Ушло много времени на постановку диагноза. Большую часть информации я получал, читая отчеты врачей во время посещения дочери. Одна из мед. сестер сказала, что кислотность Катиной крови из пупочной артерии равна 6.6, что не совместимо с жизнью.. Мы ни разу не видели в ее палате лечащего врача. Врачи избегали подробностей. Нам как воздуха не хватало информации. В конце концов, я нашел доктора Марианну, которая уделила нам необходимое время. Это именно она приняла нашу дочь в палате интенсивной терапии сразу после ее рождения. Она ответила на все, интересующие меня вопросы.
Диагноз Катерины - сильнейшая энцефалопатия (повреждение мозга) с непереносимостью пищи вследствие метаболической гипоксии ( угнетение метаболизма в результате длительного кислородного голодания тканей организма), развившейся при разрыве матки. У нее отсутствовали роговичный, рвотный и сосательный рефлексы. . Роговица глаза была сухой и покрытой корочкой, так как она не могла моргать. Спастическая квадриплегия с клонусом выражалась в том, что девочка дрожала, но суставы всех 4-х конечности были неподвижны и неестественно согнуты. Ее кулаки были крепко сжаты, большой палец зажат между вторым и третьим пальцами. Иногда еда не задерживалась у нее в желудке, приводя к раздражениям слизистой рта и носа. Она часто и много стонала. Она находилась в хроническом вегетативном состоянии.

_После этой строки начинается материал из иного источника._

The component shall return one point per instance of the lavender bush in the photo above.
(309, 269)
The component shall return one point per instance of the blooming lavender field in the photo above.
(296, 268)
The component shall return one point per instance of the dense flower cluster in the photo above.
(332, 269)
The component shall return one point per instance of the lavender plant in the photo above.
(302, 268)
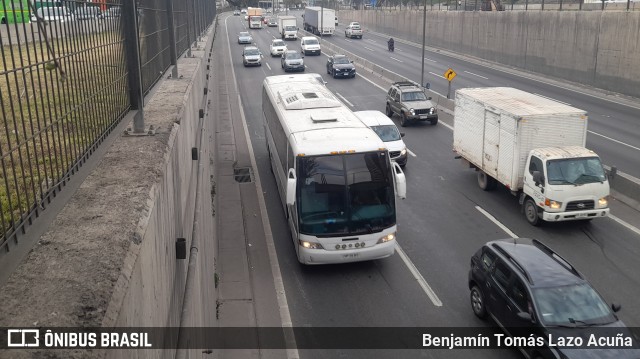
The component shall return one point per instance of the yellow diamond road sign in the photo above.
(449, 74)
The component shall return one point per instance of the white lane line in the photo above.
(494, 220)
(471, 73)
(416, 274)
(614, 140)
(552, 99)
(344, 99)
(625, 224)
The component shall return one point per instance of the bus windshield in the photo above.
(349, 194)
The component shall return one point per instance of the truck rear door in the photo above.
(491, 143)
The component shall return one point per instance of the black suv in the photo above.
(408, 100)
(527, 289)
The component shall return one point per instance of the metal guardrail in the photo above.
(70, 74)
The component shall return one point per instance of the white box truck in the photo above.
(319, 21)
(534, 146)
(255, 15)
(288, 27)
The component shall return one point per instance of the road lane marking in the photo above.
(625, 224)
(614, 140)
(283, 305)
(416, 274)
(552, 99)
(344, 99)
(471, 73)
(498, 223)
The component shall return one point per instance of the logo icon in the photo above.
(21, 338)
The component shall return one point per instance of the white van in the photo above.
(310, 45)
(58, 13)
(388, 133)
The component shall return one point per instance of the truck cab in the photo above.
(564, 184)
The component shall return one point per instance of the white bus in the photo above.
(335, 179)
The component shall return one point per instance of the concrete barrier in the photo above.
(624, 187)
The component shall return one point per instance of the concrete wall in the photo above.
(109, 259)
(596, 48)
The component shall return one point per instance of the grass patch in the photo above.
(53, 115)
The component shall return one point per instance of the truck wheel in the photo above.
(531, 212)
(486, 182)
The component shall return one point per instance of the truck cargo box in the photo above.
(496, 128)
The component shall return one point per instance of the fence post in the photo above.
(172, 39)
(132, 47)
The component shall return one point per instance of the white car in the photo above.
(388, 133)
(278, 47)
(310, 45)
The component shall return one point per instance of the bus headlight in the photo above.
(310, 245)
(389, 237)
(603, 202)
(552, 204)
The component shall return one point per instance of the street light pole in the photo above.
(424, 32)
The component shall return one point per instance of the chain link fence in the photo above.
(65, 84)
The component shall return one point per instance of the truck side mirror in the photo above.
(291, 187)
(538, 178)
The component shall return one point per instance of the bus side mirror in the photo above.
(401, 181)
(291, 187)
(538, 178)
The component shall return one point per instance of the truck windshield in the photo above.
(575, 171)
(345, 194)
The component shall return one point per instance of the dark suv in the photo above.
(528, 289)
(408, 100)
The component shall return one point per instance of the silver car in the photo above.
(244, 38)
(292, 61)
(251, 56)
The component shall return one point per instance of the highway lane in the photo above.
(439, 229)
(380, 293)
(614, 127)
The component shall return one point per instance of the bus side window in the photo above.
(290, 157)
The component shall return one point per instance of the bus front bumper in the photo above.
(323, 256)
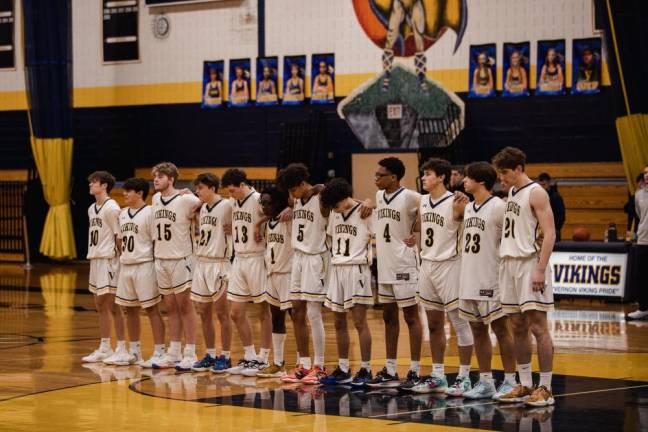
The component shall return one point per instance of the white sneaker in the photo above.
(155, 358)
(168, 360)
(98, 356)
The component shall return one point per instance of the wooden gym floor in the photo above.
(48, 321)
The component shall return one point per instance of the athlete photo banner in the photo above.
(482, 70)
(267, 76)
(323, 79)
(551, 67)
(212, 94)
(515, 67)
(294, 77)
(586, 66)
(239, 83)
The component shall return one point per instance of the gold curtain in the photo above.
(632, 131)
(53, 158)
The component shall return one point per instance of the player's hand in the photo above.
(538, 280)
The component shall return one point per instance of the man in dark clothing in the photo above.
(556, 201)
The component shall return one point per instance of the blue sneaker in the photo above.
(221, 364)
(205, 364)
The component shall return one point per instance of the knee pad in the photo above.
(462, 328)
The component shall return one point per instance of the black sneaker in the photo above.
(383, 379)
(362, 376)
(412, 379)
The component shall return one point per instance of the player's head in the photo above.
(389, 173)
(206, 186)
(273, 201)
(236, 182)
(509, 163)
(165, 175)
(479, 174)
(335, 194)
(435, 172)
(135, 191)
(294, 179)
(100, 182)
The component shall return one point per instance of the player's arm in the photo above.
(541, 207)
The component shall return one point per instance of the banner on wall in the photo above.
(267, 76)
(551, 67)
(586, 66)
(482, 70)
(239, 83)
(212, 96)
(323, 79)
(516, 69)
(293, 80)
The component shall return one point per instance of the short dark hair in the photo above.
(293, 175)
(137, 184)
(103, 177)
(234, 177)
(208, 179)
(440, 167)
(336, 190)
(394, 166)
(509, 158)
(482, 172)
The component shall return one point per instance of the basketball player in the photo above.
(248, 274)
(349, 287)
(103, 235)
(525, 277)
(278, 263)
(173, 213)
(395, 217)
(441, 213)
(136, 285)
(479, 297)
(209, 286)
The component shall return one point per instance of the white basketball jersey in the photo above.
(480, 259)
(520, 229)
(439, 230)
(212, 241)
(309, 226)
(394, 220)
(245, 216)
(279, 249)
(350, 236)
(104, 226)
(172, 218)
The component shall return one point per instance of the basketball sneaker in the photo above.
(314, 376)
(461, 385)
(482, 390)
(519, 394)
(431, 384)
(272, 371)
(384, 379)
(205, 364)
(540, 397)
(98, 355)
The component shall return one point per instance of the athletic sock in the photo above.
(524, 370)
(278, 341)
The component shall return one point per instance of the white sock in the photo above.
(264, 353)
(464, 370)
(104, 345)
(249, 353)
(391, 366)
(344, 365)
(525, 375)
(438, 369)
(545, 379)
(278, 341)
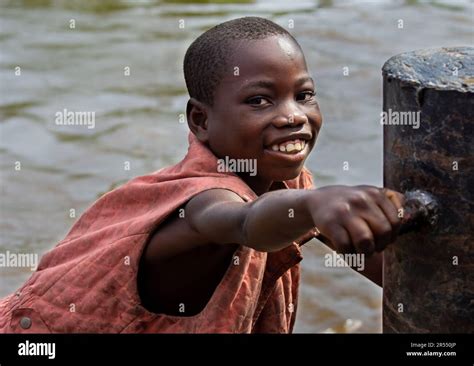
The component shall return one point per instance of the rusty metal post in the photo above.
(429, 273)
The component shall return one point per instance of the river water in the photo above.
(57, 54)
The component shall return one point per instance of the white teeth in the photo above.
(290, 146)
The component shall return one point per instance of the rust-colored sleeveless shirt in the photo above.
(88, 282)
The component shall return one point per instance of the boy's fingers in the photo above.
(395, 197)
(361, 235)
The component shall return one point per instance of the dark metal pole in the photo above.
(429, 273)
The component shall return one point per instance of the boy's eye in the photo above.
(305, 96)
(257, 101)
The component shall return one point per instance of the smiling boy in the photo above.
(191, 248)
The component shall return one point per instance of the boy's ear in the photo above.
(196, 113)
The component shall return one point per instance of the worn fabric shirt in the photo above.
(88, 282)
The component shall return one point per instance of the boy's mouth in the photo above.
(290, 146)
(290, 150)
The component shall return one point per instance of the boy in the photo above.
(199, 248)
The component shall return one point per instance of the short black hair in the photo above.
(207, 57)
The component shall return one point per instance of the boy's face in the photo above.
(264, 109)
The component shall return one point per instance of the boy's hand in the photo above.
(362, 219)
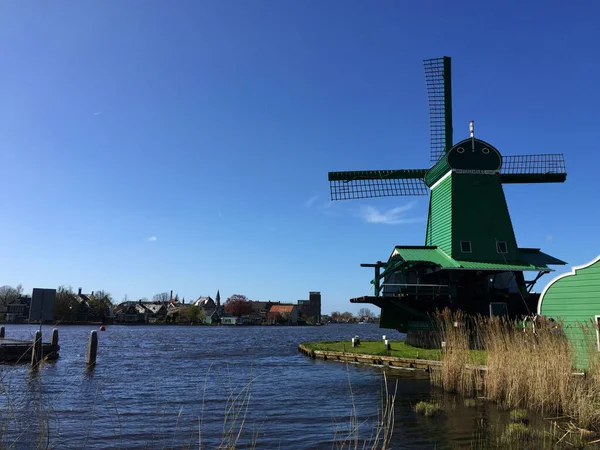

Я впал в ступор на много месяцев. Поскольку никто так и не объяснил причин случившегося, я стал проводить дни в библиотеке медицинского профиля, изучая все, что я мог найти про VBAC, разрывы матки, про питоцин и гипоксию. Я прочитывал все: книги, журналы и даже руководства для акушерок. Я просмотрел все, что опубликовал Американский колледж акушеров и гинекологов. Я написал свой отчет обо всем, что произошло, чтобы пополнить копилку многочисленных медицинских историй, написанных другими людьми. Это было единственным, что поддерживало меня в здравом уме.
Катерина провела 10 дней в палате интенсивной терапии для новорожденных, затем была переведена в палату промежуточного уровня с повышенным наблюдением со стороны мед. персонала, а потом ее перевезли в реабилитационно-восстановительный центр, где она и умерла через 3,5 месяц.